Addressing the challenge, multilingual LLMs have been developed, but these models often suffer from significant trade-offs between performance, efficiency, and scalability, particularly when extending support across a broader spectrum of languages [Conneau et al., 2020]. The most common approach has been to train large universal models capable of understanding multiple languages. Yet, these models, such as BLOOM and Llama2, typically underperform in languages that are less represented in the training data due to the difficulty of balancing language-specific nuances [Smith et al., 2021, Zhang et al., 2020]. The development of SUTRA was motivated by the inherent limitations in existing multilingual LLMs. On the one hand there are language-specific LLMs like HyperClova in Korean or OpenHaathi in Hindi. Scaling and managing such models is not only costly, but challenging due to the exponential data and training requirements. Each time a new base model is created, it would require fine-tuning for many different languages. On the other hand large traditional LLMs like BLOOM and Llama2 struggle on multilingual tasks, as they have to balance learning core multilingual capabilities and skills, often resulting in confusion between languages. For example, when asking GPT a question in Korean, one might notice how formal and informal tones are often misplaced. SUTRA was developed to address two main challenges of existing multilingual LLMs: the high computational/scaling costs of language-specific models, and the difficulties larger models face with multilingual tasks (leading to language confusion).
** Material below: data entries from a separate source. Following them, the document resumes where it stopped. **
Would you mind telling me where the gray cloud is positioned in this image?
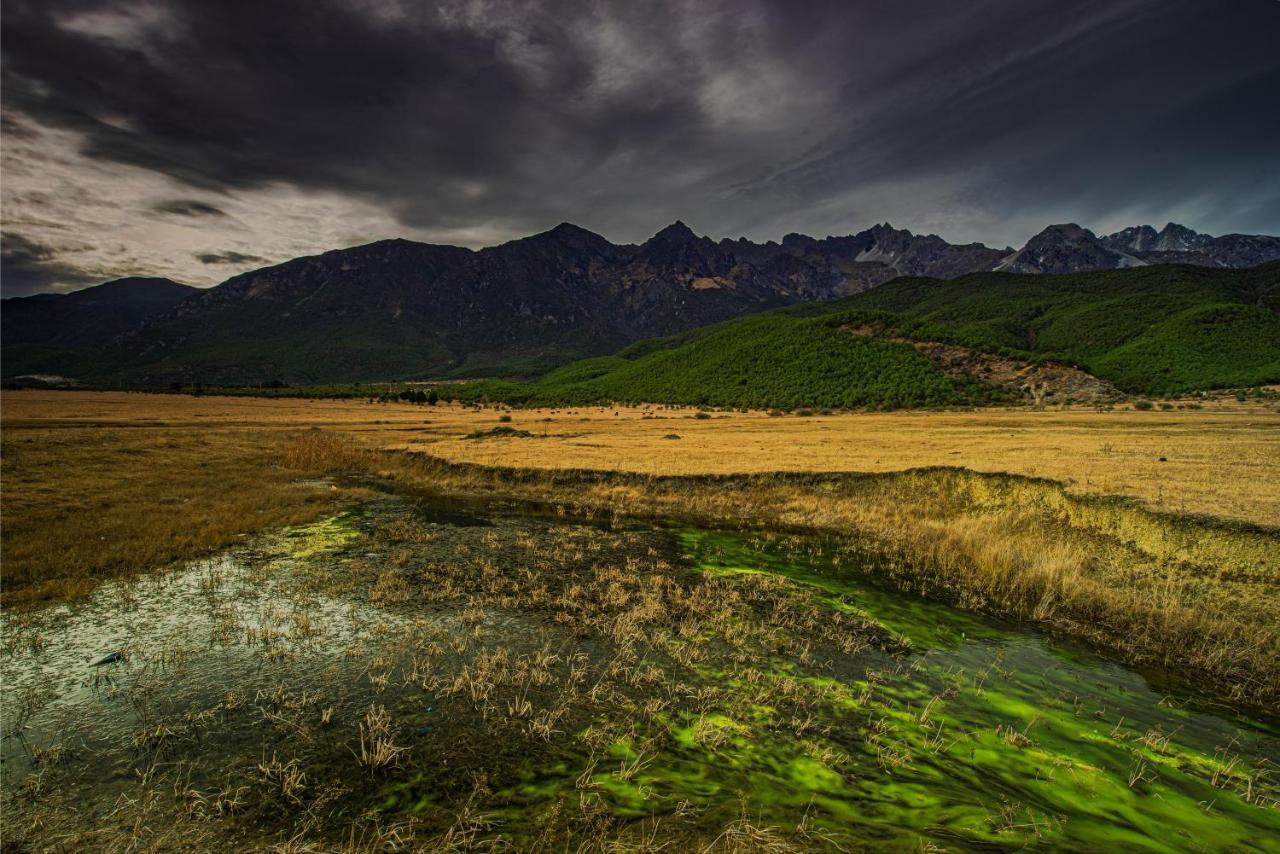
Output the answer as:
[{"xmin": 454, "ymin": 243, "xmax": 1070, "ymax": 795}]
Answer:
[
  {"xmin": 155, "ymin": 198, "xmax": 227, "ymax": 216},
  {"xmin": 196, "ymin": 251, "xmax": 266, "ymax": 266},
  {"xmin": 0, "ymin": 232, "xmax": 95, "ymax": 297},
  {"xmin": 0, "ymin": 0, "xmax": 1280, "ymax": 291}
]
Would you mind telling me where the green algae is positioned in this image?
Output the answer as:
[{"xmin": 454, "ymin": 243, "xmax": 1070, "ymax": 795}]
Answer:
[
  {"xmin": 652, "ymin": 530, "xmax": 1280, "ymax": 850},
  {"xmin": 335, "ymin": 512, "xmax": 1280, "ymax": 851},
  {"xmin": 275, "ymin": 512, "xmax": 360, "ymax": 561}
]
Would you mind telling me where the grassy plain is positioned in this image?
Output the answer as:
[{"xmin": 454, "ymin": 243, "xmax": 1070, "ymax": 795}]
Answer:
[
  {"xmin": 0, "ymin": 392, "xmax": 1280, "ymax": 851},
  {"xmin": 0, "ymin": 391, "xmax": 1280, "ymax": 526}
]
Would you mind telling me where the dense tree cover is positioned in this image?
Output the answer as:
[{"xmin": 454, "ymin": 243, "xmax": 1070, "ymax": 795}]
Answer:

In response to these limitations, we introduce SUTRA (Sanskrit for “thread”), a transformative approach in the architecture of multilingual LLMs. SUTRA uniquely separates the process of concept learning from language learning, as illustrated in Figure 1. SUTRA is a novel multilingual large language model architecture that is trained by decoupling concept learning from language learning. This architecture enables the core model to focus on universal languageagnostic concepts while leveraging specialized neural machine translation (NMT) mechanisms for language-specific processing, thus preserving linguistic nuances without compromising the model’s scalability or performance [Wu et al., 2019]. SUTRA employs a Mixture of Experts (MoE) strategy, enhancing the model’s efficiency by engaging only the relevant experts based on the linguistic task at hand [Shazeer et al., 2017]. Furthermore, SUTRA models are internet-connected and hallucination-free models that understand queries, browse the web, and summarize information to provide the most current answers, without loosing their multilingual capabilities. A combination of multilingual skills, online connectivity, and efficiency in language generation incorporated by SUTRA models promises to redefine the landscape of multilingual language modeling.
In the subsequent sections, we will outline the architecture of SUTRA, our training methodology, and present a comprehensive evaluation that demonstrates its superiority over contemporary multilingual models on several benchmarks, including the Massive Multitask Language Understanding (MMLU) tasks [Hendrycks et al., 2021]. By effectively decoupling concept learning from language processing, SUTRA sets a new paradigm in the development of LLMs, promising broader accessibility and enhanced performance across diverse linguistic landscapes.
The paper is organized as follows: First, we discuss related work in the context of SUTRA. Next, we describe the architecture and training methodology adopted. We then discuss the data used for training and provide both an evaluation of SUTRA’s multilingual as well as online cabailities. Finally, we discuss how to build more inclusive LLMs for the benefit of a wider community.